Il ne pouvait perdre. Il ne pouvait se le permettre.
Quel échec, songeait-il à présent, un goût d'amertume au fond de la gorge.
Sa si douce Sakura était perdue dans la nature ; vivante, avec de la chance. Il aurait entendu les Nohriens s'en vanter, sinon. Takumi était tombé, lui. Les rapports des espions étaient contradictoires : certains disaient qu'il était mort au combat, après s'être battu avec hargne et désespoir, d'autres rapportaient qu'épargné, il avait décidé de se jeter dans le vide.
Tous étaient cependant unanimes sur ses dernières paroles, terribles, qui laissaient transparaître tout ce que Takumi avait pu taire : le sentiment d'abandon, de trahison, son affection pour les autres et Corrin, ses rêves creux et ses espoirs avortés.
« Pourquoi as-tu abandonné ta famille ? »
Oui, pourquoi ?
Cette question continuait de le hanter. Qu'avait-il fait de travers ?
En temps que Prince, en temps que futur Roi, chef de guerre et frère aîné, il aurait dû pouvoir garder l'enfant auprès d'eux. Il aurait dû connaître les bons mots, utiliser les meilleurs arguments. C'était son devoir d'aîné, et il avait échoué.
Malgré l'incertitude à propos de Sakura, la mort de Takumi, la défection d'Azura qui, toujours aussi distante et incroyablement belle, avait rejoint l'ennemi, ce fut finalement l'annonce de la mort d'Hinoka qui le mit hors de lui.

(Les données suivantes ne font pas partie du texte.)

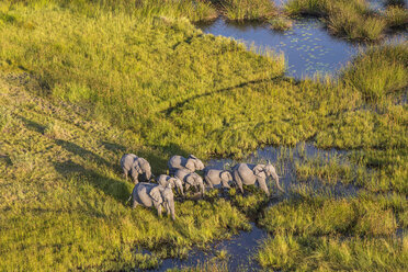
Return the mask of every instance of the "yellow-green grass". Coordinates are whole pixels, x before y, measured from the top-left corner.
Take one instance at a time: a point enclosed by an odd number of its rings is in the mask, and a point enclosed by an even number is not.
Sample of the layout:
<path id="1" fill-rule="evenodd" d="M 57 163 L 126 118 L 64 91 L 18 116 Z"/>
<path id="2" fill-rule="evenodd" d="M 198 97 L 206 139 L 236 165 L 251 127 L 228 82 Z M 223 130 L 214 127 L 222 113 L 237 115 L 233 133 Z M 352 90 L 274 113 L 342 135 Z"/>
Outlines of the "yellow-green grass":
<path id="1" fill-rule="evenodd" d="M 384 36 L 387 23 L 369 7 L 366 0 L 291 0 L 285 11 L 292 15 L 322 16 L 329 31 L 353 41 L 377 41 Z"/>
<path id="2" fill-rule="evenodd" d="M 327 193 L 293 192 L 292 197 L 264 211 L 260 225 L 270 233 L 299 236 L 392 236 L 406 228 L 405 195 L 333 199 Z"/>
<path id="3" fill-rule="evenodd" d="M 285 271 L 405 271 L 407 211 L 400 194 L 335 199 L 294 190 L 260 219 L 271 237 L 258 260 Z"/>
<path id="4" fill-rule="evenodd" d="M 258 253 L 262 267 L 282 271 L 406 271 L 408 237 L 342 238 L 277 234 Z"/>
<path id="5" fill-rule="evenodd" d="M 408 87 L 407 43 L 366 49 L 343 69 L 340 77 L 366 100 L 374 102 L 387 93 L 405 90 Z"/>
<path id="6" fill-rule="evenodd" d="M 385 16 L 389 27 L 406 27 L 408 24 L 408 9 L 405 7 L 387 7 Z"/>
<path id="7" fill-rule="evenodd" d="M 270 27 L 274 31 L 287 31 L 291 30 L 293 26 L 292 20 L 284 16 L 270 19 L 268 23 L 271 25 Z"/>
<path id="8" fill-rule="evenodd" d="M 231 21 L 264 21 L 276 15 L 270 0 L 215 0 L 225 16 Z"/>
<path id="9" fill-rule="evenodd" d="M 262 145 L 309 139 L 360 149 L 351 162 L 387 177 L 362 186 L 394 191 L 396 200 L 396 192 L 406 194 L 407 106 L 396 103 L 404 90 L 373 103 L 345 77 L 285 78 L 283 56 L 204 35 L 170 4 L 129 12 L 61 3 L 0 3 L 0 270 L 155 267 L 248 229 L 246 215 L 262 211 L 257 190 L 178 202 L 175 222 L 132 211 L 132 184 L 118 168 L 125 152 L 147 158 L 160 174 L 174 154 L 239 158 Z M 386 48 L 406 57 L 398 46 Z M 393 67 L 394 53 L 375 59 Z M 383 69 L 375 67 L 359 80 L 372 80 Z M 370 197 L 344 205 L 370 206 Z M 406 229 L 406 208 L 375 211 Z M 356 218 L 370 223 L 374 215 Z M 374 233 L 370 224 L 353 229 Z"/>
<path id="10" fill-rule="evenodd" d="M 81 107 L 38 98 L 21 86 L 26 81 L 2 76 L 0 82 L 7 113 L 0 270 L 155 267 L 158 258 L 182 257 L 193 245 L 250 228 L 224 200 L 177 203 L 175 222 L 158 218 L 154 209 L 132 211 L 126 199 L 133 184 L 121 177 L 120 157 L 143 155 L 159 174 L 167 155 L 141 147 L 134 133 L 84 121 Z M 141 248 L 154 254 L 139 253 Z"/>

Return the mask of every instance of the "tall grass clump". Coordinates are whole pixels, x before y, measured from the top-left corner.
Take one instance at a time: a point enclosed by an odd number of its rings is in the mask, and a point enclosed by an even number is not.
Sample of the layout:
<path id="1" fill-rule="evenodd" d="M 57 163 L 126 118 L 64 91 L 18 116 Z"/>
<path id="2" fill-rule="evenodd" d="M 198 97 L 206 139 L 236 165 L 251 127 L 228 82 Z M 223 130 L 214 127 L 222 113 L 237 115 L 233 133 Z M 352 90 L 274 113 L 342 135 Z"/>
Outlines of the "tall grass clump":
<path id="1" fill-rule="evenodd" d="M 285 10 L 292 15 L 321 16 L 332 34 L 349 39 L 377 41 L 387 26 L 365 0 L 291 0 Z"/>
<path id="2" fill-rule="evenodd" d="M 258 261 L 282 271 L 406 271 L 407 239 L 277 234 L 261 246 Z"/>
<path id="3" fill-rule="evenodd" d="M 361 92 L 366 100 L 378 101 L 384 95 L 408 86 L 408 46 L 371 47 L 358 56 L 341 72 L 341 79 Z"/>
<path id="4" fill-rule="evenodd" d="M 408 24 L 408 9 L 399 5 L 389 5 L 385 11 L 385 18 L 389 27 L 404 29 Z"/>
<path id="5" fill-rule="evenodd" d="M 217 2 L 226 18 L 231 21 L 263 21 L 276 14 L 273 1 L 269 0 L 222 0 Z"/>

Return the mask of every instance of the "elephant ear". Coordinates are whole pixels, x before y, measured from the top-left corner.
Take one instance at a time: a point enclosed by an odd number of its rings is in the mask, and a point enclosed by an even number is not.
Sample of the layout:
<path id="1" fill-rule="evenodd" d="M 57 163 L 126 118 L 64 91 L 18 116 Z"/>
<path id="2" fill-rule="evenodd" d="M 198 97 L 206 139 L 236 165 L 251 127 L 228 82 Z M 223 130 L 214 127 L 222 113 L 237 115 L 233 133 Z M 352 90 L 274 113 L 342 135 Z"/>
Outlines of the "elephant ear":
<path id="1" fill-rule="evenodd" d="M 256 174 L 256 175 L 259 175 L 260 174 L 260 172 L 262 172 L 263 170 L 264 170 L 264 165 L 257 165 L 254 168 L 253 168 L 253 173 Z"/>
<path id="2" fill-rule="evenodd" d="M 185 168 L 189 169 L 191 172 L 195 171 L 195 159 L 188 159 L 185 163 Z"/>
<path id="3" fill-rule="evenodd" d="M 135 161 L 133 163 L 133 170 L 135 170 L 138 174 L 143 174 L 143 170 L 141 170 L 141 167 L 140 167 L 140 162 L 139 161 Z"/>
<path id="4" fill-rule="evenodd" d="M 151 189 L 149 195 L 157 204 L 161 204 L 163 202 L 159 186 L 155 186 L 154 189 Z"/>
<path id="5" fill-rule="evenodd" d="M 193 174 L 189 174 L 189 175 L 185 178 L 185 182 L 189 183 L 190 185 L 194 186 L 194 185 L 195 185 L 195 179 L 194 179 L 194 175 L 193 175 Z"/>
<path id="6" fill-rule="evenodd" d="M 222 178 L 222 180 L 225 180 L 225 181 L 231 181 L 233 180 L 233 175 L 228 171 L 223 171 L 220 173 L 220 178 Z"/>

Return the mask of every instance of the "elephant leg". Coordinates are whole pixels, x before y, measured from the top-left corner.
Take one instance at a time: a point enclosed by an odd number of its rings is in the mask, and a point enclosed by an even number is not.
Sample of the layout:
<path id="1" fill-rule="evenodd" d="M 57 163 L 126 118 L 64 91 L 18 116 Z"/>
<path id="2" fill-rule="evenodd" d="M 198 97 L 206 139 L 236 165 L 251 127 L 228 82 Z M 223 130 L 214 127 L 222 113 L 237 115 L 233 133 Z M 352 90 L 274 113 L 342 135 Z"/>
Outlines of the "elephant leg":
<path id="1" fill-rule="evenodd" d="M 241 193 L 243 194 L 242 179 L 241 179 L 241 177 L 239 177 L 237 171 L 234 171 L 234 180 L 237 183 Z"/>
<path id="2" fill-rule="evenodd" d="M 136 208 L 137 205 L 138 205 L 137 201 L 133 201 L 133 202 L 132 202 L 132 207 L 133 207 L 133 208 Z"/>
<path id="3" fill-rule="evenodd" d="M 263 192 L 265 192 L 265 194 L 267 194 L 268 196 L 270 196 L 270 193 L 269 193 L 269 190 L 268 190 L 268 185 L 267 185 L 267 180 L 264 180 L 264 179 L 259 179 L 259 180 L 258 180 L 258 184 L 259 184 L 259 188 L 260 188 Z"/>
<path id="4" fill-rule="evenodd" d="M 157 215 L 161 217 L 161 205 L 158 205 L 156 208 L 157 208 Z"/>
<path id="5" fill-rule="evenodd" d="M 227 181 L 223 180 L 223 188 L 231 189 Z"/>
<path id="6" fill-rule="evenodd" d="M 207 177 L 205 177 L 204 180 L 205 180 L 205 183 L 207 183 L 207 185 L 208 185 L 211 189 L 214 188 L 214 186 L 213 186 L 213 183 L 211 182 L 209 179 L 207 179 Z"/>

Hinoka, si fière et combative Hinoka, qui avait pris les armes après des mois à pleurer, dans le seul but de retrouver son frère tant aimé. Qui aurait été capable de décimer les troupes de Nohr à elle seule dans cet unique but.

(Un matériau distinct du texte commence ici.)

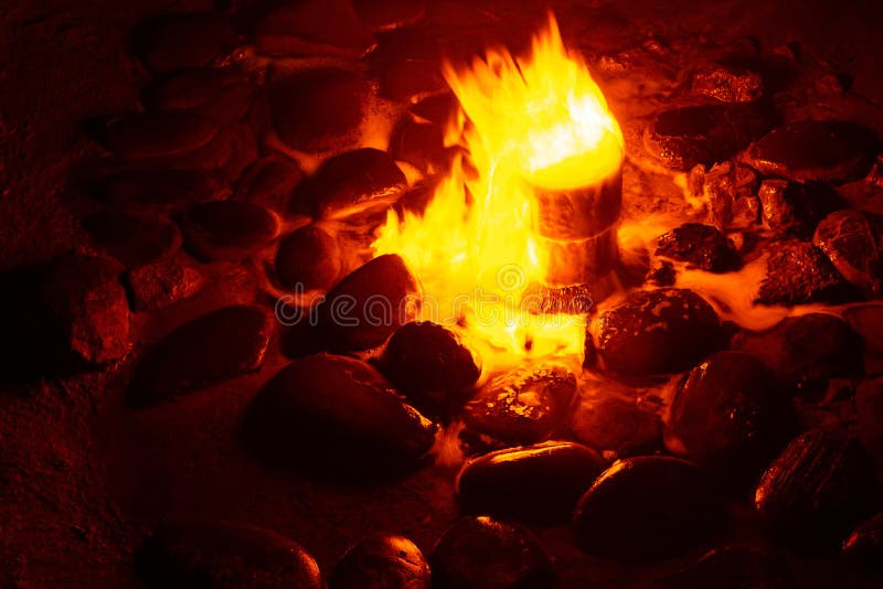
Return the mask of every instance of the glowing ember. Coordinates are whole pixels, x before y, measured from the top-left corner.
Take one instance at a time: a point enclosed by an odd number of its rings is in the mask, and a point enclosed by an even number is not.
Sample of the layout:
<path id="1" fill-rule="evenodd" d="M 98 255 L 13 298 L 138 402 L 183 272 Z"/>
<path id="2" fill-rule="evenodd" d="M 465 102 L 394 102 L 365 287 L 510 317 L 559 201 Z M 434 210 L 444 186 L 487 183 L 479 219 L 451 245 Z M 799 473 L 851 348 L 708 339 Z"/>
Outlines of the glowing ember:
<path id="1" fill-rule="evenodd" d="M 547 281 L 551 256 L 531 186 L 592 186 L 618 174 L 619 126 L 551 15 L 530 56 L 491 51 L 469 67 L 446 64 L 445 76 L 472 122 L 448 130 L 469 165 L 455 162 L 422 216 L 391 211 L 375 255 L 406 260 L 423 282 L 422 319 L 455 328 L 486 373 L 524 357 L 581 362 L 585 318 L 531 314 L 522 303 L 529 286 Z"/>

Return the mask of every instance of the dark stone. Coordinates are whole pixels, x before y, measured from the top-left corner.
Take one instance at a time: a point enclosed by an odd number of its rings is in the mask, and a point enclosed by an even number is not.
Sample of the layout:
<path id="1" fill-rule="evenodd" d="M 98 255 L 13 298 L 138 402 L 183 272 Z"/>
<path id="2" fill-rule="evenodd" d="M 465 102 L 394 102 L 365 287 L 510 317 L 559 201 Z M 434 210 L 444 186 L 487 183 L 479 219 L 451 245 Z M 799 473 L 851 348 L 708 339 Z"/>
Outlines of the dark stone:
<path id="1" fill-rule="evenodd" d="M 619 374 L 680 372 L 723 343 L 717 313 L 691 290 L 636 291 L 598 321 L 598 351 Z"/>
<path id="2" fill-rule="evenodd" d="M 643 135 L 647 151 L 672 170 L 726 160 L 772 127 L 754 104 L 685 106 L 658 114 Z"/>
<path id="3" fill-rule="evenodd" d="M 83 227 L 103 253 L 128 268 L 143 266 L 181 247 L 178 225 L 155 216 L 100 211 L 85 217 Z"/>
<path id="4" fill-rule="evenodd" d="M 273 124 L 291 149 L 327 151 L 355 141 L 370 88 L 358 74 L 320 68 L 276 81 L 269 90 Z"/>
<path id="5" fill-rule="evenodd" d="M 318 326 L 336 351 L 381 345 L 414 321 L 419 285 L 395 254 L 379 256 L 341 280 L 319 307 Z"/>
<path id="6" fill-rule="evenodd" d="M 554 587 L 545 549 L 526 529 L 491 517 L 465 517 L 438 539 L 430 558 L 434 589 Z"/>
<path id="7" fill-rule="evenodd" d="M 756 356 L 791 386 L 862 373 L 861 338 L 845 321 L 826 313 L 789 317 L 766 331 L 737 333 L 731 347 Z"/>
<path id="8" fill-rule="evenodd" d="M 127 398 L 136 408 L 254 372 L 264 362 L 272 320 L 245 304 L 212 311 L 166 335 L 141 358 Z"/>
<path id="9" fill-rule="evenodd" d="M 279 221 L 266 208 L 241 201 L 202 203 L 181 222 L 189 250 L 203 260 L 247 258 L 269 244 Z"/>
<path id="10" fill-rule="evenodd" d="M 380 370 L 417 408 L 438 414 L 472 396 L 481 375 L 472 353 L 450 330 L 414 322 L 396 331 Z"/>
<path id="11" fill-rule="evenodd" d="M 337 239 L 318 225 L 306 225 L 279 242 L 276 279 L 289 290 L 328 290 L 340 277 L 341 251 Z"/>
<path id="12" fill-rule="evenodd" d="M 435 426 L 370 365 L 319 354 L 294 360 L 264 386 L 244 433 L 272 463 L 349 478 L 419 465 Z"/>
<path id="13" fill-rule="evenodd" d="M 876 142 L 851 122 L 805 120 L 770 131 L 748 148 L 745 161 L 764 175 L 839 183 L 868 173 Z"/>
<path id="14" fill-rule="evenodd" d="M 299 544 L 228 522 L 166 522 L 136 553 L 136 567 L 150 587 L 322 587 L 319 566 Z"/>
<path id="15" fill-rule="evenodd" d="M 328 589 L 430 589 L 429 565 L 404 536 L 375 534 L 347 550 L 328 579 Z"/>
<path id="16" fill-rule="evenodd" d="M 526 365 L 491 377 L 466 405 L 460 438 L 470 449 L 546 440 L 565 429 L 576 378 L 553 364 Z"/>
<path id="17" fill-rule="evenodd" d="M 859 442 L 815 429 L 795 438 L 764 473 L 754 504 L 770 534 L 807 548 L 833 548 L 868 517 L 876 475 Z"/>
<path id="18" fill-rule="evenodd" d="M 574 528 L 585 551 L 614 558 L 682 554 L 710 539 L 723 510 L 705 473 L 669 457 L 617 460 L 576 506 Z"/>
<path id="19" fill-rule="evenodd" d="M 604 469 L 604 459 L 591 448 L 549 441 L 468 461 L 457 476 L 457 493 L 468 513 L 565 522 Z"/>
<path id="20" fill-rule="evenodd" d="M 795 425 L 789 392 L 769 368 L 748 354 L 717 352 L 675 394 L 666 443 L 744 488 L 778 454 Z"/>

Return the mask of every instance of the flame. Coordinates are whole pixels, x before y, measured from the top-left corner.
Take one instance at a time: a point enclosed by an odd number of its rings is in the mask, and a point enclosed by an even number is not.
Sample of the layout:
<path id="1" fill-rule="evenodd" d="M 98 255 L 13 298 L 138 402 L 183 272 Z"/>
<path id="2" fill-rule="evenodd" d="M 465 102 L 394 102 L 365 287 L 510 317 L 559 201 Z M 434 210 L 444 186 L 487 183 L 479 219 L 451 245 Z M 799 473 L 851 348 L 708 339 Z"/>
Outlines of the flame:
<path id="1" fill-rule="evenodd" d="M 390 211 L 374 254 L 405 259 L 424 287 L 421 319 L 455 329 L 485 374 L 525 357 L 582 362 L 584 317 L 521 309 L 550 259 L 531 186 L 564 190 L 618 173 L 619 126 L 552 14 L 529 56 L 489 51 L 470 66 L 446 63 L 445 77 L 471 121 L 447 129 L 468 162 L 455 161 L 422 215 Z"/>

Hinoka, tuée de la main de celui-là même.
Hinoka, sa moue boudeuse, son rictus amusé, sa rage guerrière, ses cheveux flamboyants coupés courts, sa prévenance à l'égard de sa famille, son amour sans bornes et sa détermination infinie.

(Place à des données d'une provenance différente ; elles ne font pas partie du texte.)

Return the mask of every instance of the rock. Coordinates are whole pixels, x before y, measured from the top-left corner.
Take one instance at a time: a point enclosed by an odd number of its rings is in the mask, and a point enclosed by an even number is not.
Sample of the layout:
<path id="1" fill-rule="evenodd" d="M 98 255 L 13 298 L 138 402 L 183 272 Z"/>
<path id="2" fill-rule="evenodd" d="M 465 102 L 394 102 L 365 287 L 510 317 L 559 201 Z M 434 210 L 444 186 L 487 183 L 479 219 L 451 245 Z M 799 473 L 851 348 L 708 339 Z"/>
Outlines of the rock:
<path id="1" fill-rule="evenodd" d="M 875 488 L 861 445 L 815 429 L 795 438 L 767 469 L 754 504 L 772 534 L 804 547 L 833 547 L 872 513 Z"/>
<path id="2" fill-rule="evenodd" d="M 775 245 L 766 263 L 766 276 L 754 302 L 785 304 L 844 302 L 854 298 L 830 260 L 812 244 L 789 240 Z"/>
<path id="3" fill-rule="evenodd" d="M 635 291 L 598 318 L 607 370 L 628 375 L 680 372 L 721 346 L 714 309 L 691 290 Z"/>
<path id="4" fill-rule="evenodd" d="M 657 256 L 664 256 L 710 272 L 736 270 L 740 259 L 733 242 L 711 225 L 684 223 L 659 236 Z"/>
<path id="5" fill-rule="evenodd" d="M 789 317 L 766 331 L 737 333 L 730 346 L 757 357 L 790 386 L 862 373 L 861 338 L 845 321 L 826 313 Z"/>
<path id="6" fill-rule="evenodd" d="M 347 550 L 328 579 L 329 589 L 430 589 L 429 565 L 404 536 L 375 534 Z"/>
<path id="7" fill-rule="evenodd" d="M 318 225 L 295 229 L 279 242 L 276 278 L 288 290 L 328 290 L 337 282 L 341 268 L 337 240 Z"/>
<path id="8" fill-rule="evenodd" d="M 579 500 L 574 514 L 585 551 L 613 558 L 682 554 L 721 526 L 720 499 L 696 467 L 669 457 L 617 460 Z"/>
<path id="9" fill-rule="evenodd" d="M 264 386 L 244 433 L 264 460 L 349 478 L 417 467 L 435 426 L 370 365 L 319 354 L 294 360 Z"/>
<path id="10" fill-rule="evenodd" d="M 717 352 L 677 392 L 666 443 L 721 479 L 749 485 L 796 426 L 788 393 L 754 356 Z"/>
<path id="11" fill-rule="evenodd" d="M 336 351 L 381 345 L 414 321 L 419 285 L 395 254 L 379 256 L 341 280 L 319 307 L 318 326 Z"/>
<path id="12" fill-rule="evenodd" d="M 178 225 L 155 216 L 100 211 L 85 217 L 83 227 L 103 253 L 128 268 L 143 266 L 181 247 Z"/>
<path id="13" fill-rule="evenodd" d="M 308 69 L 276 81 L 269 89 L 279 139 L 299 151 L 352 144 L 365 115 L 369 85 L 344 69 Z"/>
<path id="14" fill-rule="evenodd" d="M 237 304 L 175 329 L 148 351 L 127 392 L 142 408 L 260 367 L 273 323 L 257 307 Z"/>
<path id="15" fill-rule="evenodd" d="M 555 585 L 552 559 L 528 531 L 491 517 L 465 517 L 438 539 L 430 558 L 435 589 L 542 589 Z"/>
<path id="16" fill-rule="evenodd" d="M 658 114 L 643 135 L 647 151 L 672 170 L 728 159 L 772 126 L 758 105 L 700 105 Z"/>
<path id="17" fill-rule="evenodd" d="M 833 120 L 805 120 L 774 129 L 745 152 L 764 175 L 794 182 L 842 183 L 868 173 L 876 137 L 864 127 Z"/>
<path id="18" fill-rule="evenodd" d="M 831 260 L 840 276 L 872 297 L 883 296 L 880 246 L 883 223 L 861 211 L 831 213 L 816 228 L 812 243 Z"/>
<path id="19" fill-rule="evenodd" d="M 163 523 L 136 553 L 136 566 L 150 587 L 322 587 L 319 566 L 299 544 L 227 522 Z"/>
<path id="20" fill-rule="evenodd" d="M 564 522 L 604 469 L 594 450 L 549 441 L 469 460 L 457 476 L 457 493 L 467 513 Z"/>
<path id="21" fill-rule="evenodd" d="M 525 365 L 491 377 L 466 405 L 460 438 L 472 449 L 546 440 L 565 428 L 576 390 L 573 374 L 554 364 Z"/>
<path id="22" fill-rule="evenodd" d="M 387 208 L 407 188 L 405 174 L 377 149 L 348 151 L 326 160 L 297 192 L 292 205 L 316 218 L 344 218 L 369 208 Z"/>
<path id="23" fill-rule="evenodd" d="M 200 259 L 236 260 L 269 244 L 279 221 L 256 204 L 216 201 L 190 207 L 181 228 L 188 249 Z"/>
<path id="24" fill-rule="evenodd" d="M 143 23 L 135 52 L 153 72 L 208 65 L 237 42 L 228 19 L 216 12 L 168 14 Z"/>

C'était impardonnable. L'enfant maudit n'en sortirait pas vivant. Il y laisserait la vie, s'il le fallait, mais lui ferait payer son odieux crime, sa trahison.
Au-delà de l'aînesse, c'était là son devoir de Prince héritier d'Hoshido.
Il y mit toute sa force, toute sa colère, toute sa maîtrise des armes dans ce dernier combat, mais les alliés de son frère, sous la lumière sombre de Yato, parvinrent à lui faire courber l'échine, plier le genou, devant le traître, l'ennemi et le Roi fou.
Il pouvait presque sentir un souffle délétère sur sa nuque, le rire fantôme de sa mère et le goût froid de l'argent sur sa peau.
Toutes ces années à lutter pour rien, pour voir son royaume et son peuple exterminé. Quelle injustice.
Son frère victorieux gardait cependant un éclat de douleur et de regret dans les yeux, la pointe de son épée rougie traînant au sol ; et cette vision du meurtrier, pétri de regrets, était plus douloureuse que tout au monde. Ce fut laborieusement qu'avant la venue de Garon Corrin tenta de lui expliquer ses gestes, ses actions ; qu'il tenta de se justifier, de jurer qu'il n'avait jamais porté la main sur leurs sœurs et frère.
Au final, Ryoma le crut. Peut-être était-ce là une erreur. Peut-être était-ce la réticence de son frère, devant l'ordre de l'achever, qui avait fini de le convaincre.
Il accorda une dernière pensée à sa fratrie, à Azura qui avait tout sacrifié, à son frère poursuivant des idéaux envers et contre tout, et, les surprenant tous, il se saisit de son arme.
Il désirait éviter cela à son cadet le traître ; lui éviter la lourde tâche de le tuer. Jouer une dernière fois son rôle de grand frère, qu'il n'avait réussi à tenir. C'était son devoir, que de protéger ses frères et ses sœurs, de leur éviter le pire et les larmes dans leurs yeux.
C'était son devoir d'aîné, songea-t-il en faisant glisser sa propre lame tout près de son cœur dans un souffle exalté.